With the finger-hook magazine in place, I can easily get my whole hand on the gun, and I presume this is how most people will shoot and carry this gun. The base pad is angled so it won’t print any more than the flush base pad. The 17-rounder with grip extension is a great magazine for a backup reload. The magazines are steel with a cool blackish-purple finish. They have black polymer followers and numbered index holes to the rear.
My first trip to the range reinforced my opinion that the finger hook-equipped magazine will be the most popular one among FNS-9C owners. The flush magazine just didn’t give me the kind of control I wanted over the gun when shooting. While “only” a 9mm, it is a compact pistol with a polymer frame, which means it is light. The extended floorplate made my hands much happier and gave me much more control.

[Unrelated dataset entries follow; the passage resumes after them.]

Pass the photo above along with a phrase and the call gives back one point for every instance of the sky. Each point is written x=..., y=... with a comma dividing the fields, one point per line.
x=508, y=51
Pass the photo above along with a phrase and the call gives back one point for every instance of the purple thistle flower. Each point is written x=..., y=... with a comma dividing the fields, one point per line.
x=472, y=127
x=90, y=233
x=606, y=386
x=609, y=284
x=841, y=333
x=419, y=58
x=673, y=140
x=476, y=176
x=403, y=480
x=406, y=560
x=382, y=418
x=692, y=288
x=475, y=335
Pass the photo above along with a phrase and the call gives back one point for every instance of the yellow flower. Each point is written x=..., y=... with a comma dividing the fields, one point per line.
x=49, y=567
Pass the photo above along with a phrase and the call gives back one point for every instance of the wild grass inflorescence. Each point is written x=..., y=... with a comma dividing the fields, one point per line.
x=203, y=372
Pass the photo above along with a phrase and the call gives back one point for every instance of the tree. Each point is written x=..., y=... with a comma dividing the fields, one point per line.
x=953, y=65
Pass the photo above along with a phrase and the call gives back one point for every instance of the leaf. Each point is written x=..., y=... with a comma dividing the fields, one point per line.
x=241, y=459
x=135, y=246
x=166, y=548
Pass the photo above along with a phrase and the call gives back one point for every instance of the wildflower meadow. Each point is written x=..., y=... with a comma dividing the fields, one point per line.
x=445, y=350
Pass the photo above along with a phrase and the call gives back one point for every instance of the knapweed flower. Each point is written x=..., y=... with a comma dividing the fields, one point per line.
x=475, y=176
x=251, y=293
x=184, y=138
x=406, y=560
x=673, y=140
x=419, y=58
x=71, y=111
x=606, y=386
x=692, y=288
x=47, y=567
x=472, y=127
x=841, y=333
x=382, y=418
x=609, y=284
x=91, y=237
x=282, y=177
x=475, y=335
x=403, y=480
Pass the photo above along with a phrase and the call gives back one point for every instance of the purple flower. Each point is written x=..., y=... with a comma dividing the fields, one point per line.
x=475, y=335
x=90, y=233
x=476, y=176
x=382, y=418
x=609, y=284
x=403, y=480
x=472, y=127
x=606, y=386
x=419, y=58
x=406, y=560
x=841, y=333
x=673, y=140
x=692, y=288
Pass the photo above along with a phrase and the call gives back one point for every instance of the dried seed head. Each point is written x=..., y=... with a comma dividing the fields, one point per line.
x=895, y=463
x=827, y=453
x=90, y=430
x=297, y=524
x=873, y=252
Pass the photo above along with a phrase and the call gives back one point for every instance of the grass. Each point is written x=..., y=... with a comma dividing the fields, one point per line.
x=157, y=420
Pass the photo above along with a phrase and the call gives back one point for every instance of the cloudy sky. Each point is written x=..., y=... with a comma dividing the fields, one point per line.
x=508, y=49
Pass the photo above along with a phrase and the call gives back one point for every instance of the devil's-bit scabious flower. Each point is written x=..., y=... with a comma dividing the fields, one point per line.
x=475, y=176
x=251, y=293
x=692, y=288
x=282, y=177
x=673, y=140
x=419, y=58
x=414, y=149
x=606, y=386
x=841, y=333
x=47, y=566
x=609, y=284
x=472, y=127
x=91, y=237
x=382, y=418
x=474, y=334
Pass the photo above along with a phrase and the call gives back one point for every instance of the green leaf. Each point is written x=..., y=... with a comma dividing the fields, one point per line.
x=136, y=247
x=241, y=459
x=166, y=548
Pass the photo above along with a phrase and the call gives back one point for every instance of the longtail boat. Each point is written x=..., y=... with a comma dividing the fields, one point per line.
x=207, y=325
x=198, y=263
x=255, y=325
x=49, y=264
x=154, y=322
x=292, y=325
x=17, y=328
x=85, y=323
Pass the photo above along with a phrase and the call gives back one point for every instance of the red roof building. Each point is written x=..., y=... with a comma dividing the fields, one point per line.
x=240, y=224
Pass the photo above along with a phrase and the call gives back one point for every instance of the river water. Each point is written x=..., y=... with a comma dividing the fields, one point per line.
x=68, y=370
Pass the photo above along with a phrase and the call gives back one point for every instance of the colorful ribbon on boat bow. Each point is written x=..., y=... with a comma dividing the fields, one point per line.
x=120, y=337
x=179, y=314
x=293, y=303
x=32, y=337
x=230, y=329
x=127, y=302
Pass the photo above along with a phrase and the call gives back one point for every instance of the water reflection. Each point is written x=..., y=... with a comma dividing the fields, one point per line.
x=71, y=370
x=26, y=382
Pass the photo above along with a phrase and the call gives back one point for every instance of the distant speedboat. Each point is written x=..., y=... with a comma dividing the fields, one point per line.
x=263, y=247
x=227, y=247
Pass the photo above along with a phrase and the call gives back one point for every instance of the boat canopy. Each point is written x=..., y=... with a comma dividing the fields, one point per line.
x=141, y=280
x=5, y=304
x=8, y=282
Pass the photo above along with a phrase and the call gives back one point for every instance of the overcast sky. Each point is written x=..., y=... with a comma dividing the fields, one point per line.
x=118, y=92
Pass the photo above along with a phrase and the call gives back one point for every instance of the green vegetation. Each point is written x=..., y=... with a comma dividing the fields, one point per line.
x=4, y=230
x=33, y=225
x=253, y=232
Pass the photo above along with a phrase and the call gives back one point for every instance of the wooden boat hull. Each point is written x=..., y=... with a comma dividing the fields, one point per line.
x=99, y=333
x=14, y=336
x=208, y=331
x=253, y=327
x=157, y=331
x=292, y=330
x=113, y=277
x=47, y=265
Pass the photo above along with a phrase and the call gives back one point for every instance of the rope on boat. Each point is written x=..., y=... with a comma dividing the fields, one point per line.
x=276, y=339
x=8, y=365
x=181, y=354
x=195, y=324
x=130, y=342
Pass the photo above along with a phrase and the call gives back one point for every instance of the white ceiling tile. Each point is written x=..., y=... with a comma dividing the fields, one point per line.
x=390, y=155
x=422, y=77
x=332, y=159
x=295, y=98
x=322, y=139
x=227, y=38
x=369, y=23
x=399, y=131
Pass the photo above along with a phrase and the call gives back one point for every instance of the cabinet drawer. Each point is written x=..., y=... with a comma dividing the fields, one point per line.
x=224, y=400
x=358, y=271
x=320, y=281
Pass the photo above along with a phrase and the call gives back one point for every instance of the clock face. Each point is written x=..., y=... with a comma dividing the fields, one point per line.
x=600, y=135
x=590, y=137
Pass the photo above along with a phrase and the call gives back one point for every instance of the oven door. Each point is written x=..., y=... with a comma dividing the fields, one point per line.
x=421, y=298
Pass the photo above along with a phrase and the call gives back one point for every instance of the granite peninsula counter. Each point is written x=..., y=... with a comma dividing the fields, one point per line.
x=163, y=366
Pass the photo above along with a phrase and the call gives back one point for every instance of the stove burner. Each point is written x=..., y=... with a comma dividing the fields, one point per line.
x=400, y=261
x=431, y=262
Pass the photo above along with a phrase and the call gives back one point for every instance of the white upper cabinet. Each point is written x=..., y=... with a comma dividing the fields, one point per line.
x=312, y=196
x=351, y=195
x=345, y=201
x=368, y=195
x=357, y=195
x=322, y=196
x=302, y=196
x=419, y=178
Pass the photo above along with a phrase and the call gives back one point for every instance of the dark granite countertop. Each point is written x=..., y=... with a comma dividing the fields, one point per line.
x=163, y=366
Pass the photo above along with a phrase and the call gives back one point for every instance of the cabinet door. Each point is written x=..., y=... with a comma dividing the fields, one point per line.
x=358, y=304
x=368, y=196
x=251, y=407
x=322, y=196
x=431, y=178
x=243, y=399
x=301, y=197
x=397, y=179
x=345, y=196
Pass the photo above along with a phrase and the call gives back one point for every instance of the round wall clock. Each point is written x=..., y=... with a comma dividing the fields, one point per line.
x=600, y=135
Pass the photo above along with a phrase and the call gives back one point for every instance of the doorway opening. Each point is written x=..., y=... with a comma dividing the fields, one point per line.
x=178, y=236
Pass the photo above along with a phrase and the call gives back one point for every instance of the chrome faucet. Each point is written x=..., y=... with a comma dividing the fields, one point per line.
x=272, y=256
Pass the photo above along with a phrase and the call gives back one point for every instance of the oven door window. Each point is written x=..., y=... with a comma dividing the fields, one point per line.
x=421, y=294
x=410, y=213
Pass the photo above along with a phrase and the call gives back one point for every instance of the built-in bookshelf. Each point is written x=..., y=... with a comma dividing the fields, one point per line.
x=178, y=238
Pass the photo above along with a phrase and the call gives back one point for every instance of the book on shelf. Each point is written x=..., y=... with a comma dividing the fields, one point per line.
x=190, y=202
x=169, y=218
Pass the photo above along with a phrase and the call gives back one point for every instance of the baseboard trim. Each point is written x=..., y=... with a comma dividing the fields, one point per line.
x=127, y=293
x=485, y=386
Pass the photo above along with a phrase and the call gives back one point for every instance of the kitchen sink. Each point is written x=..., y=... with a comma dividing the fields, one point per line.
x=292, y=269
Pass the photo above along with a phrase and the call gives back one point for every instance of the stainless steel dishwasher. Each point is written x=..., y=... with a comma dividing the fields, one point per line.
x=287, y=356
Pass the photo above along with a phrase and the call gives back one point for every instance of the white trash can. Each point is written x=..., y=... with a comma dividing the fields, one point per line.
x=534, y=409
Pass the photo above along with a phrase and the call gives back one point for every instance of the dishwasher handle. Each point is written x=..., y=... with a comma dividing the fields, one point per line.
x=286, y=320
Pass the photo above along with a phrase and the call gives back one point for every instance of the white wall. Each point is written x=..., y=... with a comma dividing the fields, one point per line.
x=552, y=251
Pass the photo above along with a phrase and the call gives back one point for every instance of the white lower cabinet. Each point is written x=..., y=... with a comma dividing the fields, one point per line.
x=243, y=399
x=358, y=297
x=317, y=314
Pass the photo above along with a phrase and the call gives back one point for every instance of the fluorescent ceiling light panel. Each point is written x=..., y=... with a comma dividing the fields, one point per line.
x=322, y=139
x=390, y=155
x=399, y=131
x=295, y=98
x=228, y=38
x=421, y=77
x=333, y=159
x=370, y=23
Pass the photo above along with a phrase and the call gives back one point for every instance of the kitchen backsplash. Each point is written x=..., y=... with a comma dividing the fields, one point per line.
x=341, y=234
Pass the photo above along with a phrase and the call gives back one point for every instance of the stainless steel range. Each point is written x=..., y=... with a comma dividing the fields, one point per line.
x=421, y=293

Muzzle rise was sharp when shooting +P loads, but the gun was not hard on my hands even with the hottest ammo. I had no problems seeing the big dot on the front sight when doing rapid-fire drills on USPSA silhouettes or while knocking down steel. The FNS-C is definitely big enough to shoot accurately at distance while being small enough to carry concealed with the right choice of holster and clothing.
One thing to remember when shooting and carrying compact models is you will take a slight hit when it comes to velocities. Most advertised velocities of ammo are generated by five-inch test barrels. As an example, Hornady’s 124-grain XTP +P load is advertised at 1,200 fps, but out of the FNS-9C’s 3.6-inch barrel, it averaged only 1,063 fps. Still respectable performance, but also something to take into account.
The FNS Compact has distinct FN looks and is a solid performer. Big enough to shoot, small enough to carry, supplied with any kind of magazine you might want, all for a competitive price. FNH USA has not reinvented the wheel with this pistol, but it does give gun owners interested in a handgun for self-defense another quality option. And more choices are always better.